Insomma dal momento che la stanchezza ancora non ha avuto la meglio ecco di nuovo i gabbiani echeggiare tra lo spiraglio della finestra, una, due, tre volte, tra un ticchettio e l’altro dell’orologio nella parete di fronte a me, si sentono arrivare dei passi sotto la finestra, rispetto a me da sinistra verso destra, quella persona ha fretta, la frequenza non è elevatissima ma di certo non trascina i piedi come altre volte hanno fatto certi ubriachi che strisciavano i piedi barcollando con in mano l’ultima sigaretta della serata, certo non la vedevo ma quell’odore insopportabile si riconosce sempre benissimo e la corrente creata tra le finestre socchiuse fa in modo che tale odore transiti dentro casa.
Quel fruscio sopra i palazzi, una porta che si chiude, il ticchettio dell’orologio, la brezza che entra nella stanza, apparentemente fresca ma ingannevole perché il vento di scirocco correttamente annunciato è caldo, e quella zanzara che come di consueto accade ti ronza nell’orecchio, sono solo alcuni dei suoi che echeggiano lontanamente tra le onde del silenzio di questa notte strana.

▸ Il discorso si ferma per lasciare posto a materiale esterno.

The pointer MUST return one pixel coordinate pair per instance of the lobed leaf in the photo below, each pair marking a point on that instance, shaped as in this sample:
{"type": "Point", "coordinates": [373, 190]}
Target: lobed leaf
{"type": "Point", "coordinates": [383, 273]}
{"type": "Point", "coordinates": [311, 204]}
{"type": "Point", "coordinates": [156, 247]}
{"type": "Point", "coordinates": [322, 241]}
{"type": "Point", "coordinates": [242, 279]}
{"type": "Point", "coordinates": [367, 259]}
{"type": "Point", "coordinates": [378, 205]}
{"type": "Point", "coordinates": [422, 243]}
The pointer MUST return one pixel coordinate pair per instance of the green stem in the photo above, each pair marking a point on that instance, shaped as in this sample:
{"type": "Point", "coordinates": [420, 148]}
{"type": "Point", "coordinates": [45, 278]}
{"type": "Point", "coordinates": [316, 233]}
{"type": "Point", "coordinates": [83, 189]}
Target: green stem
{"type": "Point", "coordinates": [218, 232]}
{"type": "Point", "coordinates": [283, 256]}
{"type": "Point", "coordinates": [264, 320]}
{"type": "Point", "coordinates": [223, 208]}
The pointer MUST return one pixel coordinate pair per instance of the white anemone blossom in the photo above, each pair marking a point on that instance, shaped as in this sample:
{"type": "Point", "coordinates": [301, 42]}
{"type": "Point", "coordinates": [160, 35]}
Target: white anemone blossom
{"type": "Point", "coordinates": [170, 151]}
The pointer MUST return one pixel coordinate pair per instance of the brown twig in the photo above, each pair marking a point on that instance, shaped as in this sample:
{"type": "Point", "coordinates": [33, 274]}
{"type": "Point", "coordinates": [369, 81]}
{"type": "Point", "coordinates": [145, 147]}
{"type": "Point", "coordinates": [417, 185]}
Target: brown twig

Sembra che la città sia in attesa, il quartiere, l’aria, i suoni, come sospesi nel vuoto mentre in lontananza si sente quel fruscio incalzante, le nuvole di muovono velocemente mentre le osservo nel frattempo che apro la finestra in mezzo all’oasi colorata di sale arancione, entrano dentro casa le parole della tempesta, come se volessero dirti qualcosa, distinguibili ma non codificate secondo i nostri metodi di comunicazione.